The data obtained from ponatinib treatment over the four-year follow-up period in previously heavily treated patients have generated quite a bit of excitement. According to Jorge E. Cortes of University of Texas MD Anderson Cancer Center’s department of leukemia, the data provide a glimpse of the future where patients who previously never had a treatment options may find relief.
ARIA’s long-term follow-up data on ponatinib was featured at the 21st European Hematology Association (EHA) conference held in Copenhagen, Denmark.
Details of the study
The study was designed to assess the efficacy and safety of ponatinib. Enrollment was completed in October 2011 and a total of 449 patients were enrolled. The patients received a starting dose of ponatinib of 45mg per day.
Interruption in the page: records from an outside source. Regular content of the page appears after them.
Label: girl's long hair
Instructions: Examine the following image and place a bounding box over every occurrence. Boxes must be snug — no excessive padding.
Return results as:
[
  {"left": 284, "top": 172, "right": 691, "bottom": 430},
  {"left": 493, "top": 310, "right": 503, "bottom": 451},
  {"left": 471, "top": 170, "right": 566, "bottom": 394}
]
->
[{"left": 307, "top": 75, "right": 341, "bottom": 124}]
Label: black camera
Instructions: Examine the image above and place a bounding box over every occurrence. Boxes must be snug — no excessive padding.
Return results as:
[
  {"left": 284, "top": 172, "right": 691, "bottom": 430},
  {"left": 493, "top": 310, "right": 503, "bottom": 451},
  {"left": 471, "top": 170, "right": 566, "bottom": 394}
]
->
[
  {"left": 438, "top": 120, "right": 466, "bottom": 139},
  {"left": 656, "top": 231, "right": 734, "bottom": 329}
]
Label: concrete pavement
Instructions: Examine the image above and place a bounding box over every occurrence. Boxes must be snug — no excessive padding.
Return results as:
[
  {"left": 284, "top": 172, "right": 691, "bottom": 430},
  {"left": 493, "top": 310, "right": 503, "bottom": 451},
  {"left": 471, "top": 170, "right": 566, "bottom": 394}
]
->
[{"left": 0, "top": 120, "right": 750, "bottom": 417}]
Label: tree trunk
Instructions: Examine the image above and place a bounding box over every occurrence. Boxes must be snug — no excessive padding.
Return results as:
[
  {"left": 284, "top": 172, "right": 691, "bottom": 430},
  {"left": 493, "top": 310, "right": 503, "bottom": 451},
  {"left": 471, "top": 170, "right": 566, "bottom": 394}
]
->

In the updated data, 270 patients remained in the study at the median follow-up period of 48.2 months. Of those patients, 41% of them continued to receive ponatinib treatment. The overall survival with ponatinib treatment is estimated at 77%.
Additional trials
Ariad Pharmaceuticals said that there are currently two other ponatinib studies underway. One of the studies involves a randomized trial that is designed to evaluate the drug at doses of 45mg per day or lower. Ariad is still recruiting patients for that study.
The other study is a randomized Phase 3 trial that is being done outside the U.S. and full enrollment for the second trial is expected to be complete in 2018.